Question 2 (suite) :

à qui a été payée la rançon ?

A l'article précédent nous avons donné une réponse à cette question. Mais il est également important de saisir les conséquences de cette réponse. Car personne ne peut être esclave de deux maîtres ; en effet, ou bien on détestera l'un et on aimera l'autre, ou bien on s'attachera à l'un et on méprisera l'autre (Matthieu 6,24a - NBS).

Nous étions esclaves du péché, maintenant Christ est venu nous libérer. Mais on ne peut pas partir en sifflotant, les mains dans les poches et en disant "merci ! à la revoyure (1) !". Il nous faut faire un choix. Avant nous n'avions pas le choix : nous étions esclaves du mal (Apocalypse 1,5b). Grâce à l' œuvre de Christ, nous avons le choix : être esclave du mal ou être esclave de la justice (Romains 6,18-20). C'est là la liberté que Jésus nous apporte. Il n'y a pas d'autre alternative.
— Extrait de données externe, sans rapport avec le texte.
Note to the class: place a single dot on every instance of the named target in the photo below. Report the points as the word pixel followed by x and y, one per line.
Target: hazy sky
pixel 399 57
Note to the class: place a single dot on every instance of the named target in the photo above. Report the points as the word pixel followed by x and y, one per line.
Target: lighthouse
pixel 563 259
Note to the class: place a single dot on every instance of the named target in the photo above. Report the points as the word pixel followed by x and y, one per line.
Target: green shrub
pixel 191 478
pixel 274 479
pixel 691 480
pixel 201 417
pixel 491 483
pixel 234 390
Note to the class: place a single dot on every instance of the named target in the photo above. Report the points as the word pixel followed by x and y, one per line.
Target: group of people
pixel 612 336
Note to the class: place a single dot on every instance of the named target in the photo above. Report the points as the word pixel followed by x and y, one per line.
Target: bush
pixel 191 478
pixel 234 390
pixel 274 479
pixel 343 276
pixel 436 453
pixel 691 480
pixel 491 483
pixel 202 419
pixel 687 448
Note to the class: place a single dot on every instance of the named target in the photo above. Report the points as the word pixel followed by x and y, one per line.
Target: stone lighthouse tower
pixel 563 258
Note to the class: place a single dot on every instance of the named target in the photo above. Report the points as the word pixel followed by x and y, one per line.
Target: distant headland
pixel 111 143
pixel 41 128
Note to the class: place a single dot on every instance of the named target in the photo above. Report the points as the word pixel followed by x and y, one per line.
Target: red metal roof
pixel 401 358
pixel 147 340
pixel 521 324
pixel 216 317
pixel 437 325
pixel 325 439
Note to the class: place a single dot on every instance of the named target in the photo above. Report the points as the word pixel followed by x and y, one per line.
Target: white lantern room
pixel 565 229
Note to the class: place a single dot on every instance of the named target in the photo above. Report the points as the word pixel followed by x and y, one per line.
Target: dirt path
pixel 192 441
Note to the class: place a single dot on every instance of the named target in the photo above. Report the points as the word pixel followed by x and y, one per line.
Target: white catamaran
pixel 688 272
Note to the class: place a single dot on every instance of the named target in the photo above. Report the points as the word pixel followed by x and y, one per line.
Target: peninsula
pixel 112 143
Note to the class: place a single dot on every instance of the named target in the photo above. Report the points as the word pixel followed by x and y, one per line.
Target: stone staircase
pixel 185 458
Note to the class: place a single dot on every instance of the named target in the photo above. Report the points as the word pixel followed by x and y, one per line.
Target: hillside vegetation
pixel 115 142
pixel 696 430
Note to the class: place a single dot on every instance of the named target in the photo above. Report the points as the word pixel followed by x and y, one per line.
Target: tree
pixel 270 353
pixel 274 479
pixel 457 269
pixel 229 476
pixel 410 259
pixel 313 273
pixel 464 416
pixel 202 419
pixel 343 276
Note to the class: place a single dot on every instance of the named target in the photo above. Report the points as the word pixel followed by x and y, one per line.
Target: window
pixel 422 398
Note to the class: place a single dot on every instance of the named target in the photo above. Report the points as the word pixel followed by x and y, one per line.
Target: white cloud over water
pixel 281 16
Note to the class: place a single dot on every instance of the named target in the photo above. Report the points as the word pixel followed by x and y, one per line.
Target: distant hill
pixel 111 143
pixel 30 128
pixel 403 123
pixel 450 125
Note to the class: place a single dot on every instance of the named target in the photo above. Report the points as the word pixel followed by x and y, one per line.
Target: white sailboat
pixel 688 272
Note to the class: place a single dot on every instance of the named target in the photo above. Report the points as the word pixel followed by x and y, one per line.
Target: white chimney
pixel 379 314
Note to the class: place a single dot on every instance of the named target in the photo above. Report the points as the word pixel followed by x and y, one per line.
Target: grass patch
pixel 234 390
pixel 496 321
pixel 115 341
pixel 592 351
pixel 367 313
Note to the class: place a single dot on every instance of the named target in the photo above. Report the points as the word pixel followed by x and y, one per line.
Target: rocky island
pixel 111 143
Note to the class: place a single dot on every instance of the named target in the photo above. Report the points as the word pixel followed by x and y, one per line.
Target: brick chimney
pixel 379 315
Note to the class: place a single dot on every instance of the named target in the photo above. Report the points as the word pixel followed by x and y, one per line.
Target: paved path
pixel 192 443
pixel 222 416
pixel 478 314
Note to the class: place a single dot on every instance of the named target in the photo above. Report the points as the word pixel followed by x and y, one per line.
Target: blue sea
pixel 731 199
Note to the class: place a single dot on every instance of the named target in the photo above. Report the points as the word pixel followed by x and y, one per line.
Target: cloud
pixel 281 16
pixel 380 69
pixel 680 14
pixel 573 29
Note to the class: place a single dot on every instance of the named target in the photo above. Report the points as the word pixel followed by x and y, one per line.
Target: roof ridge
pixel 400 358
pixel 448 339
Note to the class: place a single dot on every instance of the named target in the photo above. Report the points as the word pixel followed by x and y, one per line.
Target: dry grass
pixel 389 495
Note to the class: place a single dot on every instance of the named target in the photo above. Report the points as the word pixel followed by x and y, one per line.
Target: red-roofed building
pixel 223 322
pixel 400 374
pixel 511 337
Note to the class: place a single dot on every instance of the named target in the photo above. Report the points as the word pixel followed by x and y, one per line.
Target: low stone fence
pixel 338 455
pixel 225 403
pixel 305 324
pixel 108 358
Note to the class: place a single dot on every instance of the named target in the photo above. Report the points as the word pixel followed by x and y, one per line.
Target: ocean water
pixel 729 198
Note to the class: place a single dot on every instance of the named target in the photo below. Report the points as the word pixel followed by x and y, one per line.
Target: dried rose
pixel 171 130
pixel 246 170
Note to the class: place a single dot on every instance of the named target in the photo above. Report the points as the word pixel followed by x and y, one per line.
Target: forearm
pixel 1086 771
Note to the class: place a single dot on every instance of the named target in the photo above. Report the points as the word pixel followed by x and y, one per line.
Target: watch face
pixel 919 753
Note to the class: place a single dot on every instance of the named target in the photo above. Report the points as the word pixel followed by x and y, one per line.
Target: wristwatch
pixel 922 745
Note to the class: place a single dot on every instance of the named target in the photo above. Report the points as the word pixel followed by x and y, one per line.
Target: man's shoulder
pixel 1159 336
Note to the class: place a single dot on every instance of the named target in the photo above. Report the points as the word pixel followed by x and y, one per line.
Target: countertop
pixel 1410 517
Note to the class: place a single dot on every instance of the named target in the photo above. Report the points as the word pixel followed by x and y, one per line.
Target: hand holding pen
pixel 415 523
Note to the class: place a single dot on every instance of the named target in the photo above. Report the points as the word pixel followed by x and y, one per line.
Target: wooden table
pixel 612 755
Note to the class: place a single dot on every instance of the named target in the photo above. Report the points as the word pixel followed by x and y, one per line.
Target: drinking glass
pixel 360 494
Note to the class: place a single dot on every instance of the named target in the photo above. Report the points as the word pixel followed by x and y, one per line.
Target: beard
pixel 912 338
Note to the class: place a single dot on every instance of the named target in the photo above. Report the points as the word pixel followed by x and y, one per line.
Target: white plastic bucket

Le choix qu'on fait se voit dan notre vie. si l'on choisit de suivre le Christ, ce choix se voit à travers notre vie de repentance, pas à travers notre religiosité (Luc 6,46).

En Actes 20,28 Paul explique aux anciens d'Ephèse que Christ a acquis l'Eglise par son sang. Mais qui en était le propriétaire précédent ? de qui l'a-t-il acquise ? Du Père ? Non : le Seigneur Jésus Christ, (...) s'est livré pour nos péchés, afin de nous arracher à ce monde du mal, conformément à la volonté de Dieu, qui est notre Père (Galates 1,4 - TOB).

Quelle que soit notre théologie, Christ est mort à notre place (c'est ce que disent les écritures dans des passages comme Romains 6 ; 2Corinthiens 5,19-20 ; Colossiens 2,20-23 ; Hébreux 9,11-15 ; 1Pierre 2,21). Mais cela peut prendre logiquement deux significations :

- La théologie de la satisfaction explique que Dieu doit nous punir, mais qu'il punit son Fils à notre place.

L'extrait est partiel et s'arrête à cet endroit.